Rowe also voiced optimism about the company's expectations for adding 600,000 to 750,000 net new medical members this year, which would leave Aetna with a health-plan enrollment of 13.6 million to 13.8 million at year's end.

"We're very confident that we're going to be in that range," he said. Aetna now has 13.4 million medical members, two-thirds of whom are enrolled through self-insuring organizations, Rowe said. Aetna fully insures the rest.

Aetna sees growth opportunities among the nation's 45 million uninsured, including college students and part-time workers, Rowe said. It also sees opportunities to enroll people from among 33.3 million Medicare beneficiaries, roughly 30 million members of small or regional insurers and 55.8 million members of nonpublic Blue Cross and Blue Shield plans, and other markets, according to his presentation.

Rowe said he takes a different view from other major insurers on the issue of association health plans, which could insure the self-employed and workers in small companies by allowing small businesses to pool together to buy coverage. The Bush administration is pushing for association health plans, which it says would allow small businesses to receive the same discounts as larger ones.

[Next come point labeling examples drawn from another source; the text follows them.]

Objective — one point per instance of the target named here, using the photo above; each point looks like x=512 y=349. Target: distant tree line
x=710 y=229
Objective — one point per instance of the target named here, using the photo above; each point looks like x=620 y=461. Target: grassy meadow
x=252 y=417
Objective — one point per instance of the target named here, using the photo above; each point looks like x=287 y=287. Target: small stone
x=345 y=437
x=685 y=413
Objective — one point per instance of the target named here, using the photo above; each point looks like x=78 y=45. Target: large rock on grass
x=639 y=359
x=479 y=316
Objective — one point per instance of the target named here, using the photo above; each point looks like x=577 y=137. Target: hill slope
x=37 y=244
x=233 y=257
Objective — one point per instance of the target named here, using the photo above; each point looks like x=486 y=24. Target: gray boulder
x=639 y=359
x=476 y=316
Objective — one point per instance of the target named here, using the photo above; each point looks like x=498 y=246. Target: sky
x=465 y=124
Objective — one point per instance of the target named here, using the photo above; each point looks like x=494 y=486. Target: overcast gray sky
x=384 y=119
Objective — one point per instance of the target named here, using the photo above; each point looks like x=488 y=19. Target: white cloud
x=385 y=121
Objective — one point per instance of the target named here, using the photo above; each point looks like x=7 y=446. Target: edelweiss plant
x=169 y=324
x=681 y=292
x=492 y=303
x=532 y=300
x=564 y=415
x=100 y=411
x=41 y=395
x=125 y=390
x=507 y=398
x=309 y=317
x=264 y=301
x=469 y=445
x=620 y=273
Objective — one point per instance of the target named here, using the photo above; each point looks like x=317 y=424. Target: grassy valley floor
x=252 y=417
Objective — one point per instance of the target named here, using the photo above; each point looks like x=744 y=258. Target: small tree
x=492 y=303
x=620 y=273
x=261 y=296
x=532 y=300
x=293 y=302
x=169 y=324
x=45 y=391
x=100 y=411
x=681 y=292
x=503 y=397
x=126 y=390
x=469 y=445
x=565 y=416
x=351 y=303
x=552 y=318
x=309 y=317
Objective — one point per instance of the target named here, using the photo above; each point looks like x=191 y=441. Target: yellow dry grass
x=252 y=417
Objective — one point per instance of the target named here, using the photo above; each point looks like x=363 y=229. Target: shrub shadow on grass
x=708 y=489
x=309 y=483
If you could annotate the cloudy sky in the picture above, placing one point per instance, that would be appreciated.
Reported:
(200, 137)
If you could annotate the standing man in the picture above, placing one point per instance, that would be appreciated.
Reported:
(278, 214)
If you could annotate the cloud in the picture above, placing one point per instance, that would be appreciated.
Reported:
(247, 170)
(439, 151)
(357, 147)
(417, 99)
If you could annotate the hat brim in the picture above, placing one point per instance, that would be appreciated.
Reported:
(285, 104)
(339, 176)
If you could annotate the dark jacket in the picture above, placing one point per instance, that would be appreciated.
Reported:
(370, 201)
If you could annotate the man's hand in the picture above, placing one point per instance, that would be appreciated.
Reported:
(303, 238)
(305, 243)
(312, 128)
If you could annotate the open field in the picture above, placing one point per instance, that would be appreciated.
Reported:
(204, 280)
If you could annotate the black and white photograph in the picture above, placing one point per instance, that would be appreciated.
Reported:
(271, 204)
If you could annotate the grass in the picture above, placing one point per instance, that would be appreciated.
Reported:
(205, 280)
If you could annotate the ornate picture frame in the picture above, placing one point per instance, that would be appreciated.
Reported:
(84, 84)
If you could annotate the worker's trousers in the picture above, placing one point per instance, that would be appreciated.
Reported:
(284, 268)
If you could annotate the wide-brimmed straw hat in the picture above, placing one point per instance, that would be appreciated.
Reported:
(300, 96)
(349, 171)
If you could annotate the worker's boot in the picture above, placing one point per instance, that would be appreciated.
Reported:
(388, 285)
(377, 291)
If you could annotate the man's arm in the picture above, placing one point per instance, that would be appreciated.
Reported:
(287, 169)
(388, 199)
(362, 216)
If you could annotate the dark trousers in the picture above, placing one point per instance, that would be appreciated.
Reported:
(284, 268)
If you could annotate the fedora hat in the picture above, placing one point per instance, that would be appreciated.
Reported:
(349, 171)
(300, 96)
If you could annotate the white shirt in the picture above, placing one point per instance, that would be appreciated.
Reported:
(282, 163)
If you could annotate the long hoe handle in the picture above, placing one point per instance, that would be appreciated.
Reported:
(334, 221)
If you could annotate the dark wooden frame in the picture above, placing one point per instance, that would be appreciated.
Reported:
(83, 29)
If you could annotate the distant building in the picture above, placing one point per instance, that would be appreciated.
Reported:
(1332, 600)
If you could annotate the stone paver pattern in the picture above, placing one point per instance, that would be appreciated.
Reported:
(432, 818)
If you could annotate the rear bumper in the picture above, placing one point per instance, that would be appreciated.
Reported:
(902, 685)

Some insurers oppose association health plans on the grounds that small employers who already provide insurance will drop their current coverage to send workers to association plans, Rowe said.

The health insurance industry's trade group, America's Health Insurance Plans, has objected to legislation that would exempt association health plans from certain state regulations, and said AHPs could fragment the small group market by "siphoning off the young and healthy" and leaving the rest of the market "saddled with a comparatively older and sicker population to share."

But the Aetna CEO said he thinks the plans will be all right if health insurers are allowed to participate. Some legislation in Congress would prohibit that, he said.


"If we can have access to that market, we think we can be innovative and make it work," Rowe said.

Rowe also reiterated Aetna's strategy of reducing its share count this year, and noted that the company repurchased 5 million shares for $419 million in the first quarter.